MacDonald's teams have won 24 national titles and 60 Conference titles—arguably the most decorated coach in Canadian university history in any sport. MacDonald has won dozens of “Coach-of-the-year” awards—from organizations like the OUA Conference, the National University body (now named USports), Swim Ontario and Swim Canada.

Two of MacDonald's swimmers have won Olympic bronze medals: Marcel Gery in 1992 Barcelona, 4x100 Medley Relay and Kylie Masse, 2016 in Rio in 100m backstroke.

MacDonald was an assistant coach on the 1992 Olympic Games Canadian coaching staff. He was the Canadian Head Coach for the 1989 Pan Pacific Competition and the 1993 FISU Games. Both were, at the time, the most successful Games results ever at those Games for Canada.

In 2020, MacDonald was named the head coach of the Toronto Titans, the first and only Canadian based team of the International Swim League (ISL) The Toronto Titans are an expansion team and will have their first season in 2020–2021.

==Broadcasting career==
MacDonald has also acted as a commentator for swimming events; he was a two-time recipient of the Gemini Award for Best Sports Play-by-Play or Analyst in recognition of his swimming analysis on CBC at the 2004 and 2008 Summer Olympics.
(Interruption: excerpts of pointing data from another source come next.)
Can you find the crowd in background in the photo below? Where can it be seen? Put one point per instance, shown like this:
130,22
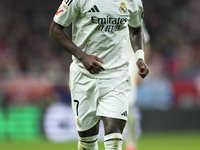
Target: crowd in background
27,49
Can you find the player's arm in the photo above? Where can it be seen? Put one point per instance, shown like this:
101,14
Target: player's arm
137,43
90,62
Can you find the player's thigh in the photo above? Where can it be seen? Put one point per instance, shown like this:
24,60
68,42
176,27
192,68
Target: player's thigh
113,125
90,132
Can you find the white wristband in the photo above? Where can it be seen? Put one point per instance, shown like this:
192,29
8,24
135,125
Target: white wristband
139,54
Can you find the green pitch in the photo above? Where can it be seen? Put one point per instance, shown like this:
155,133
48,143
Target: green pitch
148,141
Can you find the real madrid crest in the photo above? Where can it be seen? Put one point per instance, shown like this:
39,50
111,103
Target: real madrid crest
78,123
123,8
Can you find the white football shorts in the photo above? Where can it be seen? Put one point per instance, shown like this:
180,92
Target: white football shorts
94,97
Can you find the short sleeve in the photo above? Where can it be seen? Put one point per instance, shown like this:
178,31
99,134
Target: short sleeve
67,12
136,17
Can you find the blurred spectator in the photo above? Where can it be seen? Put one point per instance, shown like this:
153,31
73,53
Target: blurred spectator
26,47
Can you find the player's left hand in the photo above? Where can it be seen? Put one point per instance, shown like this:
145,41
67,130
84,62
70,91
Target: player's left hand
143,68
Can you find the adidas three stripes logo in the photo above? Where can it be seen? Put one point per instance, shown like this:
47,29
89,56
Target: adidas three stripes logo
94,9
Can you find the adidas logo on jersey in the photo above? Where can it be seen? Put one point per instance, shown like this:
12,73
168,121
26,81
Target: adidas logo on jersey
94,9
124,113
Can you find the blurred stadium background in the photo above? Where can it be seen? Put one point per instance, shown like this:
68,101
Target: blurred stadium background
35,110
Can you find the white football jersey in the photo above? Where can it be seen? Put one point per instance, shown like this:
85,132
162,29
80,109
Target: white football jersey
100,28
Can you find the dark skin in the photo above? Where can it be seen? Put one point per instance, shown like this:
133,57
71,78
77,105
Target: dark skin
93,65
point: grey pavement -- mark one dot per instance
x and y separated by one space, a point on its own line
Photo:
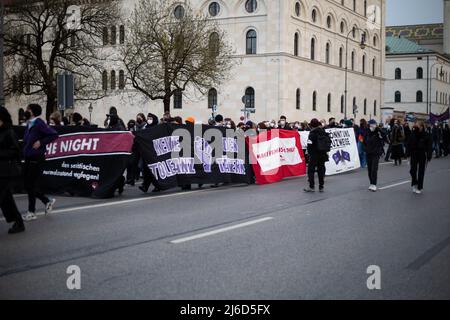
311 246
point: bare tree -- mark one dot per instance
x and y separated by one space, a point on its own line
170 49
43 38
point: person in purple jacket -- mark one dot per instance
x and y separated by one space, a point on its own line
37 135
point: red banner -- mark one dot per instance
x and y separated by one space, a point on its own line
275 155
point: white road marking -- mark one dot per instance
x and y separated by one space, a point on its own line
221 230
115 203
395 185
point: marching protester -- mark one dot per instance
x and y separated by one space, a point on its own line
319 144
37 136
397 138
374 141
420 149
9 169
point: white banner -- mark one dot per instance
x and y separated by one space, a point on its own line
344 154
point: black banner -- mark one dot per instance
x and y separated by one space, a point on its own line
180 155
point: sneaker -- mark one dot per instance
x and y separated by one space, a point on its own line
16 228
49 206
30 216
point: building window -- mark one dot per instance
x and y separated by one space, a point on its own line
313 49
251 42
329 103
212 98
327 54
419 73
113 35
113 80
398 74
105 36
419 96
178 99
251 6
179 12
298 9
297 99
250 98
398 97
105 80
314 101
122 34
214 9
121 80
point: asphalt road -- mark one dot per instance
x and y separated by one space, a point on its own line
241 242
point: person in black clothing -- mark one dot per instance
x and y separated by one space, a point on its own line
420 149
317 158
374 141
9 157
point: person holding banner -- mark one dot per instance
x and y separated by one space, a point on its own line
9 169
319 144
420 149
37 136
374 140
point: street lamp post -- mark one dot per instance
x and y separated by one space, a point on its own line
431 84
362 45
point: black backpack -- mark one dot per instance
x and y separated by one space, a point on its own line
323 141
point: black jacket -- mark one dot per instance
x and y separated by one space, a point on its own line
420 144
9 150
374 142
314 154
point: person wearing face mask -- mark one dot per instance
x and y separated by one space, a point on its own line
374 141
420 150
37 136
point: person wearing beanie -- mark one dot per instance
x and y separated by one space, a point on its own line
374 140
36 138
319 144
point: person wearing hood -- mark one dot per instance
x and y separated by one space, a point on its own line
9 169
420 150
374 140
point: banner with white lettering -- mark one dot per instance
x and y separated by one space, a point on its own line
180 155
275 155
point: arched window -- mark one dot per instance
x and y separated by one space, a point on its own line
314 101
214 44
251 42
178 99
251 6
212 98
327 53
113 80
329 103
296 37
250 98
113 35
121 79
398 74
105 80
419 96
419 73
121 34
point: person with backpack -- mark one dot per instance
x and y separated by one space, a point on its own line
420 149
374 140
319 144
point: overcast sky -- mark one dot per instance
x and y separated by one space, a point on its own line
404 12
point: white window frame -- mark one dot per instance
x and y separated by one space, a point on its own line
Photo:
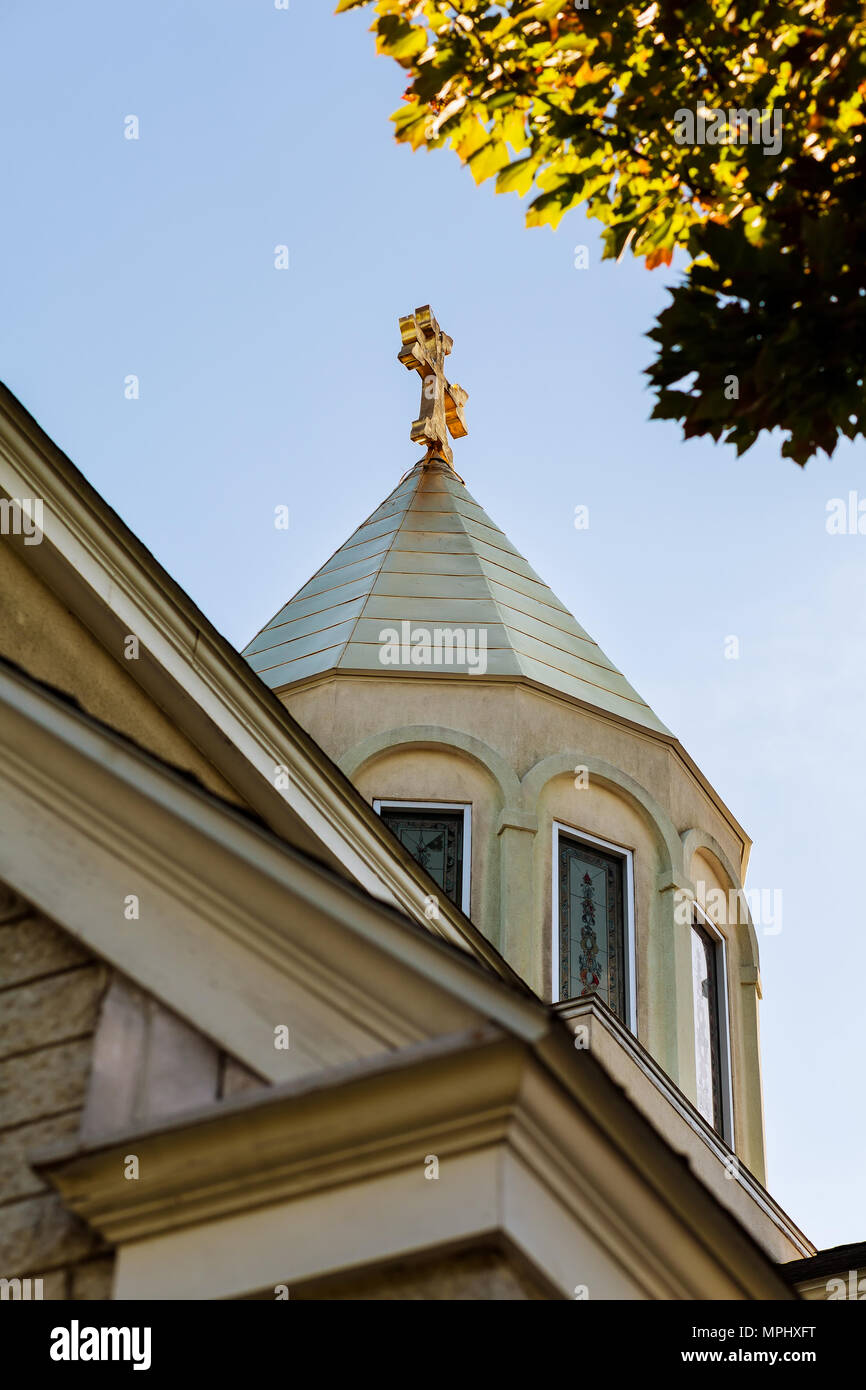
631 973
467 834
724 1025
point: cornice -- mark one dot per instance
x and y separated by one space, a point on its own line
206 687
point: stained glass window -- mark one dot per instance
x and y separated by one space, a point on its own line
591 925
435 840
708 1036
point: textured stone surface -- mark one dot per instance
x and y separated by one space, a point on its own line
43 1083
52 1009
17 1178
39 1233
32 948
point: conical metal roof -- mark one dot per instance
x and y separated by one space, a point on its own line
431 556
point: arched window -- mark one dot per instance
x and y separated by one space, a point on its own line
709 1001
438 834
594 922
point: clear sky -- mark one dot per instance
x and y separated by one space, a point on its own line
263 387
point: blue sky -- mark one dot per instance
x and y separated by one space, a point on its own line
263 387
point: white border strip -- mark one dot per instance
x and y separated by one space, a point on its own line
631 991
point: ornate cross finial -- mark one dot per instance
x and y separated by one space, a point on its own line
424 350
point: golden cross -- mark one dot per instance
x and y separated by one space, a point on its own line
424 350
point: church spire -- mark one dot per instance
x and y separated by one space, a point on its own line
424 350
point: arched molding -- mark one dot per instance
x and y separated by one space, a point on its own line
695 840
623 786
437 737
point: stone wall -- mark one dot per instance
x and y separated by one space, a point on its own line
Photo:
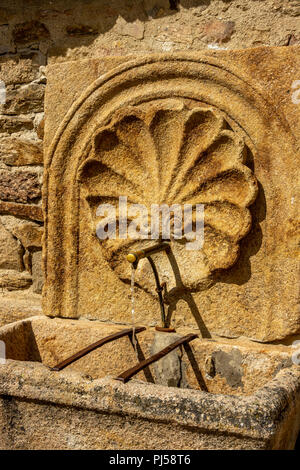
36 33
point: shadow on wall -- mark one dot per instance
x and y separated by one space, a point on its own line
238 274
44 29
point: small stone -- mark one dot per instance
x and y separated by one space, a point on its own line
80 30
5 39
39 123
11 124
19 186
220 31
14 280
29 234
135 29
37 272
28 211
19 152
30 32
21 71
26 98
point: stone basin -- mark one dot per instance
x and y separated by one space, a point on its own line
222 393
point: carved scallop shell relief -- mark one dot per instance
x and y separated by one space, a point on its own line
173 155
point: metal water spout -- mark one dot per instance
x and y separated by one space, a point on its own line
135 256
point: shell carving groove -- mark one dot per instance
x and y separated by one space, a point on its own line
172 155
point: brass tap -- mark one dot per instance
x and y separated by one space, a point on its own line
135 256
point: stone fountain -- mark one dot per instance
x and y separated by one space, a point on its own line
214 128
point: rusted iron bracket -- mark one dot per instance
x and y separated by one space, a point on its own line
125 376
97 344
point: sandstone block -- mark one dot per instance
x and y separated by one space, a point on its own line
20 152
219 31
29 234
19 185
27 98
237 155
10 251
37 272
14 280
28 211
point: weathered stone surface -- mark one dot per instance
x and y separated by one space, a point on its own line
30 32
21 71
219 31
80 30
19 185
26 98
18 305
28 211
11 124
29 234
241 276
14 280
20 152
37 272
10 251
135 29
5 40
78 408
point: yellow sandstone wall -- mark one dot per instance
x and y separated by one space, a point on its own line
34 34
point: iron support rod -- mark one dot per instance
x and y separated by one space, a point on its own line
93 346
125 376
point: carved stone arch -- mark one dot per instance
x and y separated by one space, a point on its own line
207 81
During the 2016 Summer Olympics, MacDonald attracted criticism for remarks on a hot mic that a swimmer in the women's 4 × 200 metre freestyle relay (which was implied to be a member of the Chinese team) had "dropped the ball", and that she "went out like stink, [and] died like a pig." MacDonald and the CBC later apologized for the remark, stating that he meant it as a description of her performance, and did not mean for it to be a personal attack.

== Personal life==
He married Lisha van Leeuwen in 1990 and they had three children together, Shane, another son and a daughter.